We support the separation of church and state, and the 1962 Engel v. Vitale Supreme Court ruling; and we certainly do not want the kind of sectarian government-administered audible prayer that the high court abolished to be reimposed. The question is, does an open-ended ``quiet moment'' violate the intent of the 1962 ruling? In that case, a non-denominational prayer written for the New York public schools was opposed as an unconstitutional establishment of religion by Justice Hugo Black, and as a divisive element in the community by Justice William O. Douglas.

Such grave issues don't seem at stake in this case. We may feel ambivalent about mandating a ``moment of silence.'' But if Georgia wants its schools to observe such a moment prior to class, that seems fair and can even be constructive as a disciplined way to focus and quiet thought, or allow for further school preparation.

A moment of silence seems like neutral ground. If handled with dignity it can promote tolerance and respect for diverse views - something worth teaching children. The state senator who proposed the silence says he did so to combat the mentality leading to violence in schools.
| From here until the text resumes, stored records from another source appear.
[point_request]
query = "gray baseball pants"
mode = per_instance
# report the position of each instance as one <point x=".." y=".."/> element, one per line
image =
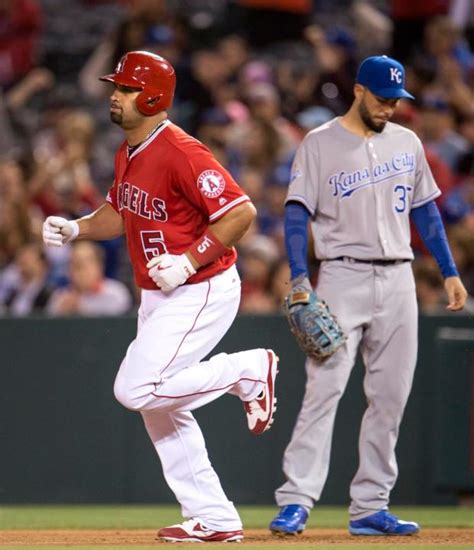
<point x="376" y="307"/>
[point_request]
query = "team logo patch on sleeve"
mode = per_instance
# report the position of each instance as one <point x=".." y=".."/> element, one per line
<point x="211" y="183"/>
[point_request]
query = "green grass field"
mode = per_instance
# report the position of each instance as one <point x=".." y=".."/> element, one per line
<point x="153" y="517"/>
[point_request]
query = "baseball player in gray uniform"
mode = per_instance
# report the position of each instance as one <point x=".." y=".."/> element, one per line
<point x="358" y="179"/>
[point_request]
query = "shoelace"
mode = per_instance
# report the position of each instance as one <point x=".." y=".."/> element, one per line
<point x="191" y="524"/>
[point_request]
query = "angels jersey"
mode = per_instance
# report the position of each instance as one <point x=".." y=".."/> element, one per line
<point x="168" y="191"/>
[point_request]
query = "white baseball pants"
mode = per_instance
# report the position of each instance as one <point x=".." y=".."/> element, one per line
<point x="163" y="376"/>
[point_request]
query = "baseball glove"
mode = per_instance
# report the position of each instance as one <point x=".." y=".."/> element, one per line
<point x="316" y="330"/>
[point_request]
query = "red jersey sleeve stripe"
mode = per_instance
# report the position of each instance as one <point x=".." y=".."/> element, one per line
<point x="227" y="207"/>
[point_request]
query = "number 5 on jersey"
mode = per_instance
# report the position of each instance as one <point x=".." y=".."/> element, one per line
<point x="153" y="244"/>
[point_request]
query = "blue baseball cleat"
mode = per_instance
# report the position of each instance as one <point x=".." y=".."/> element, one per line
<point x="382" y="523"/>
<point x="290" y="520"/>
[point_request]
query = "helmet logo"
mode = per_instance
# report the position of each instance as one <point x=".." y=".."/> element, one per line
<point x="211" y="183"/>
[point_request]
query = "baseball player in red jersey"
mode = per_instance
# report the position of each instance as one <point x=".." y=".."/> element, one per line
<point x="181" y="212"/>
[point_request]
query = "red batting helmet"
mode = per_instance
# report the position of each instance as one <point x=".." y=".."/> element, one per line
<point x="149" y="73"/>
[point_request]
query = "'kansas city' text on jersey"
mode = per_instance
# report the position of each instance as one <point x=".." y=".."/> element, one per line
<point x="360" y="201"/>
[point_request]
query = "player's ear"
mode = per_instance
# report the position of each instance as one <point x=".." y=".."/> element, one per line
<point x="358" y="90"/>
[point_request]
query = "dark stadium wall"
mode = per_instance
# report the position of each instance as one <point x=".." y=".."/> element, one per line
<point x="64" y="439"/>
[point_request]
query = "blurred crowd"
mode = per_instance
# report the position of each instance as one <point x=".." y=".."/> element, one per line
<point x="254" y="76"/>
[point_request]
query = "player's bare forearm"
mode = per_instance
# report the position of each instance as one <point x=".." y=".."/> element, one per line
<point x="233" y="226"/>
<point x="457" y="294"/>
<point x="101" y="225"/>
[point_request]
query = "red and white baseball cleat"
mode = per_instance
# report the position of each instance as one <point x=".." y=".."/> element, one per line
<point x="192" y="530"/>
<point x="260" y="411"/>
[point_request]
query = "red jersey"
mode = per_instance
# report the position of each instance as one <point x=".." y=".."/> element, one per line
<point x="168" y="191"/>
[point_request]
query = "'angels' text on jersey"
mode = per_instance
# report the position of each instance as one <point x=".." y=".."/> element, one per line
<point x="138" y="201"/>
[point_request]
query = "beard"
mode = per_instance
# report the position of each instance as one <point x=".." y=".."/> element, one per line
<point x="116" y="118"/>
<point x="369" y="121"/>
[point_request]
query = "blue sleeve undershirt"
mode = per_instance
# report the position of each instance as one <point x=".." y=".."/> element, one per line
<point x="427" y="219"/>
<point x="296" y="238"/>
<point x="430" y="226"/>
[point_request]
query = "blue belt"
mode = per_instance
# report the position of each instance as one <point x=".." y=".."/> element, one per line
<point x="371" y="262"/>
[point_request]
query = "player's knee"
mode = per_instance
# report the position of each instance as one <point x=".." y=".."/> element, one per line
<point x="126" y="394"/>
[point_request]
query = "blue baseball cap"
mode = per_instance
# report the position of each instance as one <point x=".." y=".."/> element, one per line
<point x="383" y="76"/>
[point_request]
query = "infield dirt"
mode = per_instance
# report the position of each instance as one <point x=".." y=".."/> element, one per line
<point x="310" y="538"/>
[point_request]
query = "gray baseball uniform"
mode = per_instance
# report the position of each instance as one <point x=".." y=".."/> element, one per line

What deserves attention in the current cultural climate is that the 1962 ruling was not intended to be ``anti-religion.'' It was anti-establishment. One notes a 1992 opinion by Justice Anthony Kennedy arguing that separation, carried to an extreme, doesn't promote government neutrality toward religion but ``reflects an unjustified hostility toward religion.'' The problems of intolerance and dogma are not those of one special ideology.

In one sense, we do ardently support prayer in the schools! We also support prayer in the workplace, the sports arena, the bus line, the state legislature. The quiet individual appeal to a divine source of intelligence and guidance is greatly needed and is protected as a matter of free exercise of religion in the First Amendment.